Mit der Eröffnung der Brücke im Januar 1950 wurde die Gartenstraße 5 zu einem wichtigen Ort für die Kultur und Bildung in Oldenburg. Sie bot ein vielfältiges Programm, das sich an alle Bevölkerungsgruppen richtete. In ihrem Lesesaal fanden sich neben den mehr als achtzig Zeitungen der drei Westzonen eine große Auswahl französischer, englischer, amerikanischer und schweizerischer Tageszeitungen und Illustrierten. Zudem konnten Interessierte in der hauseigenen Bibliothek klassische und zeitgemäße Literatur in deutscher und englischer Sprache finden.

 

 

In einem Artikel der NWZ vom 30.9.1947 heißt es zur Ausstattung der Brücken in Deutschland: „Die Leseräume sind zumeist zeitentsprechend aber geschmackvoll eingerichtet und kommen in ihrem Äußeren den ästhetischen Ansprüchen junger Menschen entgegen. Hier finden die Jugendverbände nicht die trostlose Atmosphäre lieblos getünchter Schulräume und die schale Luft in den Klubzimmern der Gasthäuser. In diesen Räumen herrscht pulsendes Leben und reizt mal zur erholenden Ausspannung und mal zum ersten Studium.“

Generell gab es in der Brücke Vorträge und Ausstellungen zu politischen, kulturellen und gesellschaftlichen Themen. Die erste Ausstellung im Eröffnungsjahr beschäftigte sich mit Lehrmethoden des Geschichtsunterrichts und unterstrich ihre Ausrichtung als Bildungsort. Außerdem fanden in der Brücke Konzerte, Filmvorführungen und andere Veranstaltungen statt. In ihrem Saal fanden bis zu 99 Personen Platz.

 

 

Nach der Gründung der Bundesrepublik Deutschland 1949 wurden viele Brücken geschlossen, da die vom Britischen Außenministerium getragene Finanzierung wegbrach. 1950 gab es noch 50, 1953 hingegen nur noch 20 Brücken, von denen 16 bereits von deutschen Stellen mitfinanziert wurden. Die Brücke in Oldenburg wurde ab dem Frühjahr 1953 ebenfalls von der Stadt unterstützt. In diesem Zuge zog die Stadtbücherei in die Gartenstraße 5 ein.
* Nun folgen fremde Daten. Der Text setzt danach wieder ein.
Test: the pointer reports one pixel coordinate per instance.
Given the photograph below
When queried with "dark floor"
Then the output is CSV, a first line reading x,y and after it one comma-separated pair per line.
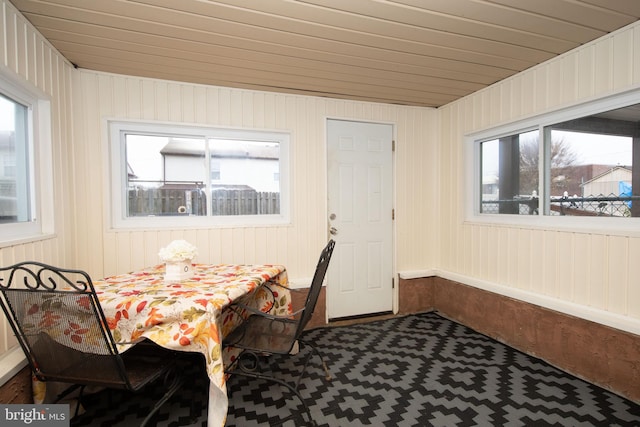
x,y
418,370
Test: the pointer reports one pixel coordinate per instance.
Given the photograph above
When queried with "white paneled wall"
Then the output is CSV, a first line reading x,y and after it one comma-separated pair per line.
x,y
593,275
27,59
101,96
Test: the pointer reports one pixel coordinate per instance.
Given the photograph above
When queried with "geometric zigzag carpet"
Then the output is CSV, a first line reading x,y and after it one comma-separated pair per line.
x,y
416,370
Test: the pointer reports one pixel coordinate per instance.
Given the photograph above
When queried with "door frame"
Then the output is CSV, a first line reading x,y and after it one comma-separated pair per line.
x,y
394,128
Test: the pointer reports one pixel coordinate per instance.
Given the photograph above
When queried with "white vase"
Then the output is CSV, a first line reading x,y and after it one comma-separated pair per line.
x,y
176,271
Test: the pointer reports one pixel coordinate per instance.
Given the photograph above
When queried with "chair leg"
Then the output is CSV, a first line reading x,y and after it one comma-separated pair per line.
x,y
251,364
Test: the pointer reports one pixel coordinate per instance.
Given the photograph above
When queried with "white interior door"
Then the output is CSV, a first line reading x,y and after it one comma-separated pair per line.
x,y
360,203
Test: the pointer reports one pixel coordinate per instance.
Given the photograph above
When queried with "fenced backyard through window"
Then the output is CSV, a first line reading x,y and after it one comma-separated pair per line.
x,y
611,206
193,201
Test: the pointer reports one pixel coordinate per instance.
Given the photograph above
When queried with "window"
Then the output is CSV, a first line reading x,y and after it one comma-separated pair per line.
x,y
567,164
510,174
24,188
190,176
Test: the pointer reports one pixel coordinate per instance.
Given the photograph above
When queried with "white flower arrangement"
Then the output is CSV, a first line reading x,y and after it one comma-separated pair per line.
x,y
178,251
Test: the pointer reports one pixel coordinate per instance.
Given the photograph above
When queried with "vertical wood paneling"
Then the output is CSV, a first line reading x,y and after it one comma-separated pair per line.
x,y
295,245
633,272
29,58
596,271
580,267
618,280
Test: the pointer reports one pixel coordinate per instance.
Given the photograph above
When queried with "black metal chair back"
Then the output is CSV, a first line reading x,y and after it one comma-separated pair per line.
x,y
316,286
59,323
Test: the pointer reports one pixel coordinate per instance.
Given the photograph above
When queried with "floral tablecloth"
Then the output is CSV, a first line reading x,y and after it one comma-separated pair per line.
x,y
190,315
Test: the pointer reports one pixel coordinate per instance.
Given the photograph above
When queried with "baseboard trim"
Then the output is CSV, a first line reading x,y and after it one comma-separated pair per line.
x,y
617,321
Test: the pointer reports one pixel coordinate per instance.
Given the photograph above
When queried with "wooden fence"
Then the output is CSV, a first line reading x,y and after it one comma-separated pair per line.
x,y
163,202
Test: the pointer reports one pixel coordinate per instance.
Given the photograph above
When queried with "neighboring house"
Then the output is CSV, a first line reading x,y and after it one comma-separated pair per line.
x,y
183,163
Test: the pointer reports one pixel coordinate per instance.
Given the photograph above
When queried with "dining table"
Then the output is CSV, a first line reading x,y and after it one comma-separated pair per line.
x,y
193,314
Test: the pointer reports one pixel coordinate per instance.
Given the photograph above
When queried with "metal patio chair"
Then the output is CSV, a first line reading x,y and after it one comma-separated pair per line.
x,y
58,321
263,334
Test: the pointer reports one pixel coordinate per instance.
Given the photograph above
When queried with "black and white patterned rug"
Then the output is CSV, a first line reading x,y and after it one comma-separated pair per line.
x,y
418,370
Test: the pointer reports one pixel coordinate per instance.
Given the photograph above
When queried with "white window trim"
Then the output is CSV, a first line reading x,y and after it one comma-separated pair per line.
x,y
41,165
471,194
118,169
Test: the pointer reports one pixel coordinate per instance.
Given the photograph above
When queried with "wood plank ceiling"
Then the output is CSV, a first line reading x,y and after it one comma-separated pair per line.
x,y
411,52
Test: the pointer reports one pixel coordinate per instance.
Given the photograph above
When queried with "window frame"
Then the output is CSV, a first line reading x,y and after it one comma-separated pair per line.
x,y
473,179
117,195
40,159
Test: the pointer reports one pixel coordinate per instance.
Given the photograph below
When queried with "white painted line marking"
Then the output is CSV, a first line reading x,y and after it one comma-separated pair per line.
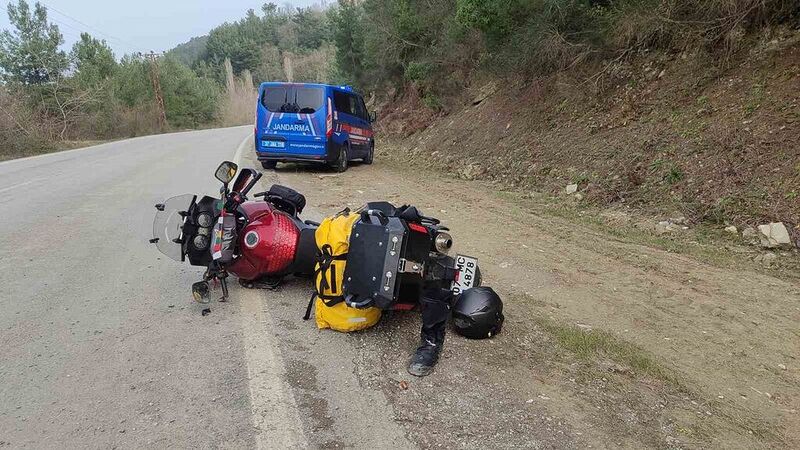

Seit Oktober 1953 bis zur vollständigen Übergabe an die Stadt 1956 leitete Harry F.L. Castle als „Head of Britisch Center Oldenburg“ die Brücke. Als Fachlehrer für Englisch unterrichte er zudem an Oldenburger Schulen und gründete den „English Conversation Club“, der heute noch existiert. Die Stadt Oldenburg verlieh ihm für seine Verdienste um die deutsch-britische Verständigung 1978 das Große Stadtsiegel. Bis zu seinem Tod 1983 wohnte er in Oldenburg.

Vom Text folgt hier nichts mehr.